An attempt to declare the Glory of God for what He has chosen to do with our lives. A legacy to leave to my children in the telling of it.

Tuesday, June 29, 2010

Galloping Goats

In theory it makes sense to stake out the goats so that they can eat all of the grass and weeds in the areas that are not fenced off. And, being their home is currently under construction and they do not have any access to pasture since I cut them off from going out with the steers and horses after they escaped for the umpteenth time, it is the next logical thing to do rather than pay for hay all summer again. But any of you goat ladies out there know what the reality of it really is. It means chasing these little normally tame and cuddly critters over 40 some acres several times a day. Rather than calmly staying tied up and eating their full they plot and scheme until they have masterminded a way for every single one of them, or at least all but one of them so the appointed one can stand there and cry until somebody finally comes out to see what in the world could be wrong now and why is there only one cotton-pickin' goat tied up, to get loose and run around and eat where they are not supposed to eat. Like the grapes. Or the oat field. If the name wasn't already taken I would change our farm name to Galloping Goats Farm , or better yet, Galloping Mom farm, or Get that Goat Farm.
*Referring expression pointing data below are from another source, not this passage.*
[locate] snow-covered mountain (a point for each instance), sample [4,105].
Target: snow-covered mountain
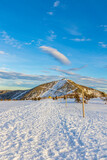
[53,89]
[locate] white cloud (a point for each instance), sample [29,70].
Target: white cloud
[50,13]
[102,44]
[81,39]
[52,36]
[56,4]
[29,43]
[73,30]
[10,40]
[2,52]
[56,54]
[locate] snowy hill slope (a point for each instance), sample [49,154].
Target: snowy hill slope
[48,130]
[53,89]
[59,88]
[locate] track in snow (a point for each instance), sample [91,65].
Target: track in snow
[48,130]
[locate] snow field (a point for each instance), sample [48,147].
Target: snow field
[49,130]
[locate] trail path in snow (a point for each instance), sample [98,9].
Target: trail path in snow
[48,130]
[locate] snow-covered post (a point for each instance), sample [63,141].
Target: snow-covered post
[83,108]
[83,103]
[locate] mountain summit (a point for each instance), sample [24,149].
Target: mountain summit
[53,89]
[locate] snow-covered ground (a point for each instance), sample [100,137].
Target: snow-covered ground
[50,130]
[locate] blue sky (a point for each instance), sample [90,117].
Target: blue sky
[45,40]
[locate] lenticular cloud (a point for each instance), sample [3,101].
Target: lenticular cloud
[56,54]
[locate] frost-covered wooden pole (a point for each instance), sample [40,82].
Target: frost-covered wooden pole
[83,109]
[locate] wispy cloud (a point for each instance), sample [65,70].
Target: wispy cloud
[56,54]
[50,13]
[81,39]
[104,27]
[102,44]
[79,68]
[56,3]
[73,30]
[29,43]
[10,40]
[52,36]
[2,52]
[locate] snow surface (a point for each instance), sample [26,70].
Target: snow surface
[50,130]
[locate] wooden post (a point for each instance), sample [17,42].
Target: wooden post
[83,103]
[66,102]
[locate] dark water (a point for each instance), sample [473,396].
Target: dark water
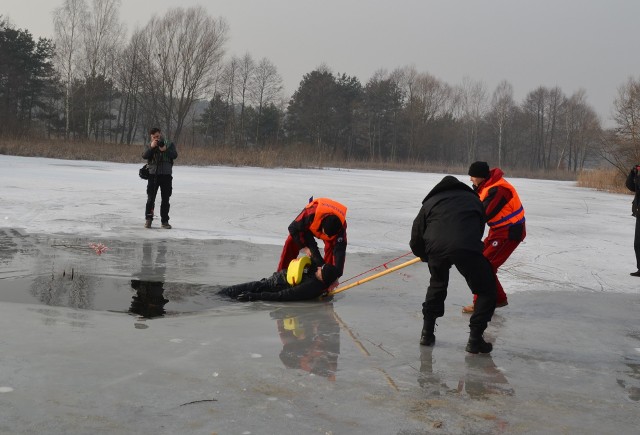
[150,278]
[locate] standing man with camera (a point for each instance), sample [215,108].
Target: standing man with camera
[160,154]
[633,184]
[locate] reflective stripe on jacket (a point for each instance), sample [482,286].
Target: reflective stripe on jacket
[324,207]
[512,213]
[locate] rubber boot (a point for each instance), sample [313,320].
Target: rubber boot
[426,337]
[476,343]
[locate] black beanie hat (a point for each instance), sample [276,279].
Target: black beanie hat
[329,273]
[331,225]
[479,169]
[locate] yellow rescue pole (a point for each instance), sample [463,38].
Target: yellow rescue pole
[377,275]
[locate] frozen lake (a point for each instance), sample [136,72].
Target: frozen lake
[78,359]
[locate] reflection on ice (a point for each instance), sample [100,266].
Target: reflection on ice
[310,338]
[148,301]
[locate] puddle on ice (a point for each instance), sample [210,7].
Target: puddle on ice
[148,278]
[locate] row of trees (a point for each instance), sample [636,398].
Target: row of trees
[90,82]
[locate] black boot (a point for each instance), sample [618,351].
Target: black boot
[426,337]
[476,343]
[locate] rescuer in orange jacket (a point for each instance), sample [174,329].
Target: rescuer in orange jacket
[322,218]
[505,217]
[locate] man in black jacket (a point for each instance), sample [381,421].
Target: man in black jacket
[448,232]
[633,184]
[160,154]
[315,282]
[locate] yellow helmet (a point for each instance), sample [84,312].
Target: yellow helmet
[295,269]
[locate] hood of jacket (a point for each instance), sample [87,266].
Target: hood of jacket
[447,183]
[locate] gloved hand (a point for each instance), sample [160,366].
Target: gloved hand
[246,297]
Dreaming of all those spots to come makes it worth every single time I have to chase them. And the way we're going again this reconstruction year those spotted babies are going to come sooner rather than later. Oh for the love of goats.


Galloping Goats Farm said...

Thanks for the link!

Galloping Goats Farm said...

In my booth, people always ask me if goats really do gallop-I tell them, "yes, if there is food involved."

Cathy said...

Oh boy! I don't know if I should say it, but you're really making me appreciate my husbands decision to not do the goat thing right now! LOL!